ISAAC de RAZILLY, Amiral de France et « Canadien» : Touraine 1587-Acadie 1635
par Alain Jacquet
Historien et président de la Société archéologique de Touraine
Isaac de Razilly, issu d’une vieille famille du Chinonais, incorporé dès 1603, est reçu chevalier de Malte le 6 janvier 1605, à 18 ans.

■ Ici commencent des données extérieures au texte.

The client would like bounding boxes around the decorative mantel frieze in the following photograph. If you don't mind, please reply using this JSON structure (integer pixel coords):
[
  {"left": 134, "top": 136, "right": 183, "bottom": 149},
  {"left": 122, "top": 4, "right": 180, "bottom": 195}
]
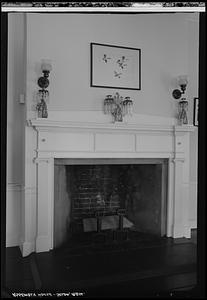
[
  {"left": 19, "top": 112, "right": 194, "bottom": 256},
  {"left": 28, "top": 119, "right": 194, "bottom": 132}
]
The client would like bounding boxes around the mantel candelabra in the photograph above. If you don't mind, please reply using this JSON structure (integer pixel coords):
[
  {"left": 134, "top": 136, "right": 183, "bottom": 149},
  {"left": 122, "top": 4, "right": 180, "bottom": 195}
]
[{"left": 104, "top": 92, "right": 133, "bottom": 123}]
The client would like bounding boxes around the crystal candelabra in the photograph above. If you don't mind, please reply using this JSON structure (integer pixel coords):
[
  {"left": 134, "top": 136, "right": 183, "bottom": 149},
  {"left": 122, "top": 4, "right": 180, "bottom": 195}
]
[
  {"left": 172, "top": 75, "right": 188, "bottom": 125},
  {"left": 36, "top": 60, "right": 52, "bottom": 118},
  {"left": 104, "top": 92, "right": 133, "bottom": 123}
]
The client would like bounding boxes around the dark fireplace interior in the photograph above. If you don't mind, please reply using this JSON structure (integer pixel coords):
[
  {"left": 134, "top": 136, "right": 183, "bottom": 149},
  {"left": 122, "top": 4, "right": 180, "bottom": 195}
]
[{"left": 54, "top": 159, "right": 167, "bottom": 248}]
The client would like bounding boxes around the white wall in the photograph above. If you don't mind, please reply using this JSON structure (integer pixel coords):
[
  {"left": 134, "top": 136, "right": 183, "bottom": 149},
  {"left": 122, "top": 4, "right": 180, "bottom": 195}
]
[
  {"left": 7, "top": 13, "right": 198, "bottom": 247},
  {"left": 27, "top": 14, "right": 197, "bottom": 117},
  {"left": 6, "top": 14, "right": 26, "bottom": 246}
]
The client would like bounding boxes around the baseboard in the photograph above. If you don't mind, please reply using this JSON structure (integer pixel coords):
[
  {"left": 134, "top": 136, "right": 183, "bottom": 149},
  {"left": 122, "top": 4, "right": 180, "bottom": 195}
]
[
  {"left": 20, "top": 242, "right": 35, "bottom": 257},
  {"left": 6, "top": 234, "right": 20, "bottom": 247}
]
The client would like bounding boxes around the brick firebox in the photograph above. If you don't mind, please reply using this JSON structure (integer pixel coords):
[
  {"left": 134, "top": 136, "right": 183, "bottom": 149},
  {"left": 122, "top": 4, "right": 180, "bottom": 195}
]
[{"left": 54, "top": 159, "right": 167, "bottom": 247}]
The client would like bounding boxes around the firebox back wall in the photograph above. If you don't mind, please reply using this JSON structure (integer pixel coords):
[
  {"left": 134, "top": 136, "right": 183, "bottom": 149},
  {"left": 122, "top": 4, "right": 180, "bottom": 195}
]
[{"left": 54, "top": 164, "right": 167, "bottom": 246}]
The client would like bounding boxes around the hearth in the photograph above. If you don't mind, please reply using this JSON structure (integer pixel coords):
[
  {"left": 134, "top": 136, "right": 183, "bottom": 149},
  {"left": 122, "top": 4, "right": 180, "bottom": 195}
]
[{"left": 54, "top": 159, "right": 168, "bottom": 248}]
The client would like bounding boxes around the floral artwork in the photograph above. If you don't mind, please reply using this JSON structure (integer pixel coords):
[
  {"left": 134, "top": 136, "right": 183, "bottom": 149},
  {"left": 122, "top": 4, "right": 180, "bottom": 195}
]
[{"left": 91, "top": 43, "right": 141, "bottom": 90}]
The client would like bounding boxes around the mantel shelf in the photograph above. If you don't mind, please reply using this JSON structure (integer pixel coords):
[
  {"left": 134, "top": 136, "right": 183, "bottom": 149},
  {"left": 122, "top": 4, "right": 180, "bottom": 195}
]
[{"left": 27, "top": 118, "right": 194, "bottom": 132}]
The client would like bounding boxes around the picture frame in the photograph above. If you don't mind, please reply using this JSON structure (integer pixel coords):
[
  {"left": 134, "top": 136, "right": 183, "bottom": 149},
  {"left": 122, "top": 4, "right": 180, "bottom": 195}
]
[
  {"left": 193, "top": 97, "right": 199, "bottom": 126},
  {"left": 90, "top": 43, "right": 141, "bottom": 90}
]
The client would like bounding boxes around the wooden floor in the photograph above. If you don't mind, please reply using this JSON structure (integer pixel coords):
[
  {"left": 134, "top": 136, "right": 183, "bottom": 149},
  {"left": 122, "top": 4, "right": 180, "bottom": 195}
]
[{"left": 3, "top": 230, "right": 197, "bottom": 298}]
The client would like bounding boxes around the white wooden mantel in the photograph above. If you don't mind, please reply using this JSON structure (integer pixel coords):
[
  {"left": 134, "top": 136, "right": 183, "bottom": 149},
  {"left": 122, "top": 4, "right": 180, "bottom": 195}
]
[{"left": 23, "top": 113, "right": 194, "bottom": 256}]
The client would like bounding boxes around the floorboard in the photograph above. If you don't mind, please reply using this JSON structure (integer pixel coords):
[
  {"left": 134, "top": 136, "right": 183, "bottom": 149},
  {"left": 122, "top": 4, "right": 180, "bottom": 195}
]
[{"left": 6, "top": 234, "right": 197, "bottom": 298}]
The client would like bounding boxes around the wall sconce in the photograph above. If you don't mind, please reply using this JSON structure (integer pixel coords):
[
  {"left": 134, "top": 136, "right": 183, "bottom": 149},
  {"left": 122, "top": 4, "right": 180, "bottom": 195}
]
[
  {"left": 104, "top": 93, "right": 133, "bottom": 123},
  {"left": 172, "top": 75, "right": 188, "bottom": 99},
  {"left": 172, "top": 75, "right": 188, "bottom": 125},
  {"left": 36, "top": 60, "right": 52, "bottom": 118}
]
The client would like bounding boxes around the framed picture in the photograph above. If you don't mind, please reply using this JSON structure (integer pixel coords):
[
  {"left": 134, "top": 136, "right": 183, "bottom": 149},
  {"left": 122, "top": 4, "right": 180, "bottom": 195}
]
[
  {"left": 91, "top": 43, "right": 141, "bottom": 90},
  {"left": 193, "top": 98, "right": 199, "bottom": 126}
]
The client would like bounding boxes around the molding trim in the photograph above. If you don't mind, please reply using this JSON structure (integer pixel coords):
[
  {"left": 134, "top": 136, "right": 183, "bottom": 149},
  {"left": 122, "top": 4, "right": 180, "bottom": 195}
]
[
  {"left": 28, "top": 119, "right": 194, "bottom": 132},
  {"left": 20, "top": 240, "right": 35, "bottom": 257}
]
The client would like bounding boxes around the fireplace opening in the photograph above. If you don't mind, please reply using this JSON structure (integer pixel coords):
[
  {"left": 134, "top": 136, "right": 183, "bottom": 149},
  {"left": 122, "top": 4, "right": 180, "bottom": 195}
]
[{"left": 53, "top": 159, "right": 167, "bottom": 248}]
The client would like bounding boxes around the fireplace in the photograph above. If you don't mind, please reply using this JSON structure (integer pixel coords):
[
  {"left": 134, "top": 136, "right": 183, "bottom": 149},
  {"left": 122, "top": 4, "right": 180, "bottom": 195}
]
[
  {"left": 21, "top": 112, "right": 194, "bottom": 256},
  {"left": 54, "top": 159, "right": 168, "bottom": 248}
]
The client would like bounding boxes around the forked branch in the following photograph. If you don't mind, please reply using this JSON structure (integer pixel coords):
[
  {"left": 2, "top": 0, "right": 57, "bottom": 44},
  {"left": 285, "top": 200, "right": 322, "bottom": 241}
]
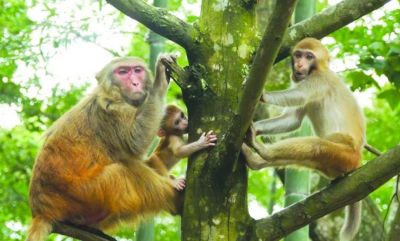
[
  {"left": 107, "top": 0, "right": 194, "bottom": 51},
  {"left": 228, "top": 0, "right": 297, "bottom": 149},
  {"left": 255, "top": 145, "right": 400, "bottom": 240},
  {"left": 161, "top": 59, "right": 189, "bottom": 89},
  {"left": 275, "top": 0, "right": 391, "bottom": 63}
]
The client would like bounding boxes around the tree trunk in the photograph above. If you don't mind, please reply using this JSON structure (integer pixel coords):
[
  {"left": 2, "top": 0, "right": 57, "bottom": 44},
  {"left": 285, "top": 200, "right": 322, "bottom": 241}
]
[
  {"left": 284, "top": 0, "right": 317, "bottom": 241},
  {"left": 182, "top": 0, "right": 258, "bottom": 240}
]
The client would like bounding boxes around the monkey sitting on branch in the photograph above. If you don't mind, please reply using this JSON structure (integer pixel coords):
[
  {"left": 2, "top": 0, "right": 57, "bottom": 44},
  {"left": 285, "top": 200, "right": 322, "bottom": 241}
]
[
  {"left": 242, "top": 38, "right": 365, "bottom": 240},
  {"left": 27, "top": 54, "right": 182, "bottom": 241},
  {"left": 146, "top": 105, "right": 217, "bottom": 191}
]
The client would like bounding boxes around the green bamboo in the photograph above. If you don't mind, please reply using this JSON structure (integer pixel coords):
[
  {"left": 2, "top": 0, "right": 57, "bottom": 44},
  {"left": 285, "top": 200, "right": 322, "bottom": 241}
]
[
  {"left": 284, "top": 0, "right": 317, "bottom": 241},
  {"left": 136, "top": 0, "right": 168, "bottom": 241}
]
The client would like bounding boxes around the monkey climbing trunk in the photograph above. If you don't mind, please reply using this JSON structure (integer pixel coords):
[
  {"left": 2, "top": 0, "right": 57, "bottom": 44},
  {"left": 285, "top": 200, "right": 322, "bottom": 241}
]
[
  {"left": 136, "top": 0, "right": 168, "bottom": 241},
  {"left": 284, "top": 0, "right": 317, "bottom": 241},
  {"left": 178, "top": 0, "right": 294, "bottom": 240}
]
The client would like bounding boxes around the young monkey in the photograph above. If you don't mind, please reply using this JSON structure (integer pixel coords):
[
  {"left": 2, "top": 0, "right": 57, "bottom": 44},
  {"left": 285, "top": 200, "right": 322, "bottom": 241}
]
[
  {"left": 242, "top": 38, "right": 365, "bottom": 241},
  {"left": 146, "top": 105, "right": 217, "bottom": 191}
]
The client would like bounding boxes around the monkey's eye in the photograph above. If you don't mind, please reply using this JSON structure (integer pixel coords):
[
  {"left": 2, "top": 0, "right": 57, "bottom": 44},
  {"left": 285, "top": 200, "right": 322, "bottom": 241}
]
[{"left": 118, "top": 69, "right": 128, "bottom": 75}]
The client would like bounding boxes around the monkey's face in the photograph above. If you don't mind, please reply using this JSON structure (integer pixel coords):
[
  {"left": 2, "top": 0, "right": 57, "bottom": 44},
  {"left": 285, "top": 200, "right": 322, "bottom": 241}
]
[
  {"left": 113, "top": 63, "right": 151, "bottom": 106},
  {"left": 292, "top": 49, "right": 316, "bottom": 81},
  {"left": 171, "top": 111, "right": 189, "bottom": 135}
]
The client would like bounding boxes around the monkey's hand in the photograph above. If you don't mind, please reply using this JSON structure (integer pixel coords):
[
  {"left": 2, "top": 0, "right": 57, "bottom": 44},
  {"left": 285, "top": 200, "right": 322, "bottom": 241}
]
[
  {"left": 197, "top": 131, "right": 217, "bottom": 149},
  {"left": 171, "top": 177, "right": 186, "bottom": 191},
  {"left": 244, "top": 124, "right": 257, "bottom": 148}
]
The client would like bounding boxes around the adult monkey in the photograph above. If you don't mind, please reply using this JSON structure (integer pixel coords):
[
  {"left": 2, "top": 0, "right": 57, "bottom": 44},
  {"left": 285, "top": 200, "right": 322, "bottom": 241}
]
[
  {"left": 27, "top": 55, "right": 181, "bottom": 241},
  {"left": 242, "top": 38, "right": 365, "bottom": 240}
]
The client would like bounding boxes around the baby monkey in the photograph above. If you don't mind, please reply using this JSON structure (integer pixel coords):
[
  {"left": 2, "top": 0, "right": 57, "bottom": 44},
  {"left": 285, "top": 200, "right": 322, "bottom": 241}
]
[{"left": 146, "top": 105, "right": 217, "bottom": 191}]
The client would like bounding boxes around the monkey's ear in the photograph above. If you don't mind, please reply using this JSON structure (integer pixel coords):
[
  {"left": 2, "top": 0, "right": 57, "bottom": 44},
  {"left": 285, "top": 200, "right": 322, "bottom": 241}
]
[{"left": 157, "top": 129, "right": 165, "bottom": 137}]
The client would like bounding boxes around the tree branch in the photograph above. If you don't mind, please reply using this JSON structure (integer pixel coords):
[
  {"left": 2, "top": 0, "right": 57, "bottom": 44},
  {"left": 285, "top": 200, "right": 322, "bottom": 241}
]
[
  {"left": 53, "top": 222, "right": 117, "bottom": 241},
  {"left": 255, "top": 145, "right": 400, "bottom": 240},
  {"left": 228, "top": 0, "right": 297, "bottom": 149},
  {"left": 161, "top": 59, "right": 189, "bottom": 89},
  {"left": 107, "top": 0, "right": 194, "bottom": 51},
  {"left": 275, "top": 0, "right": 391, "bottom": 63}
]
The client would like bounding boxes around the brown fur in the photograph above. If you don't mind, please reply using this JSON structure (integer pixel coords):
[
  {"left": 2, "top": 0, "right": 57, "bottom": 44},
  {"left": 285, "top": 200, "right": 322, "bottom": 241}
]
[
  {"left": 242, "top": 38, "right": 365, "bottom": 240},
  {"left": 146, "top": 105, "right": 216, "bottom": 190},
  {"left": 27, "top": 55, "right": 177, "bottom": 241}
]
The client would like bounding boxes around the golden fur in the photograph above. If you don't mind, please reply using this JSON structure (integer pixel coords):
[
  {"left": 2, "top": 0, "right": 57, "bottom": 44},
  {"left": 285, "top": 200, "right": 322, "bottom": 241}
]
[{"left": 27, "top": 58, "right": 177, "bottom": 241}]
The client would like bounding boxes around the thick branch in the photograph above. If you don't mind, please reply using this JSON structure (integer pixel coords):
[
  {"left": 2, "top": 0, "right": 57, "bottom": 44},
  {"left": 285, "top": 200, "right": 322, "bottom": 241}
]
[
  {"left": 53, "top": 222, "right": 117, "bottom": 241},
  {"left": 255, "top": 146, "right": 400, "bottom": 240},
  {"left": 107, "top": 0, "right": 194, "bottom": 50},
  {"left": 228, "top": 0, "right": 297, "bottom": 148},
  {"left": 161, "top": 59, "right": 189, "bottom": 89},
  {"left": 275, "top": 0, "right": 390, "bottom": 63}
]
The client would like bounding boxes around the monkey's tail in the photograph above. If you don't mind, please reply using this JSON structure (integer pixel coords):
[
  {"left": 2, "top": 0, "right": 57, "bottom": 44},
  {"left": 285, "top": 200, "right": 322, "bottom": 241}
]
[
  {"left": 25, "top": 216, "right": 53, "bottom": 241},
  {"left": 340, "top": 201, "right": 361, "bottom": 241}
]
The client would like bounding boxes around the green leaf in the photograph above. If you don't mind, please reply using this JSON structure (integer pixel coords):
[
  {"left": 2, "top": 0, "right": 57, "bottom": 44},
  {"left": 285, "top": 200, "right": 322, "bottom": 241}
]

Comme beaucoup de ses frères chevaliers français, il est au service du Roi de France. En effet, la « Religion » est un vivier pour la « Royale ». Le « Bailli » de Suffren sera, par exemple, un des plus célèbres marins formés à Malte, comme le non moins célèbre Tourville.
Quel est ce qu’on pourrait appeler aujourd’hui son « cursus » ?
De Razilly commence sa carrière « officielle » en 1611
Connu sous le nom de « Commandeur », il commence sa carrière « officielle » en 1611, rappelé de Malte en France par son frère François, mandaté par Louis XIII et la Régente pour préparer une expédition colonisatrice au Brésil. En mars 1612, l’expédition lève l’ancre. Isaac commande la patache Sainte Anne. L’expédition navigue jusqu’à l’estuaire de l’Amazone et s’installe sur l’île de Maragnon. Il se retrouve à Malte en février 1616. En janvier 1619, il effectue son 1er voyage au Maroc, en vue de racheter des esclaves chrétiens, de passer une alliance avec le Roi et de conclure des traités de commerce. En août 1621, il obtient, par César de Vendôme, le commandement de l’escadre qui va combattre les Huguenots de la Rochelle et en octobre celle de 13 navires qui vont assiéger Saint-Martin. Il s’y empare de nombreux navires et y perd un œil. En 1622, il exécute différentes opérations maritimes, dont une nouvelle expédition au Maroc pour laquelle il fait appel à des Capucins de Touraine, choisis par le Père Joseph. Il devient la même année commandant, sous commission royale, de 6 vaisseaux malouins qui se livrent à la « câprerie ». La même année encore, il est nommé par lettres patentes commandant en second de la flotte de Bretagne et commande le « Saint Louis », de 400 tonneaux et 300 hommes. Fin 1623, il est nommé par Henri de Montmorençy 1er Capitaine de la marine du Ponant. En février 1624, il est nommé chef d’escadre par le Roi et Vice-Amiral. Il repart pour le Maroc en octobre et y est fait prisonnier.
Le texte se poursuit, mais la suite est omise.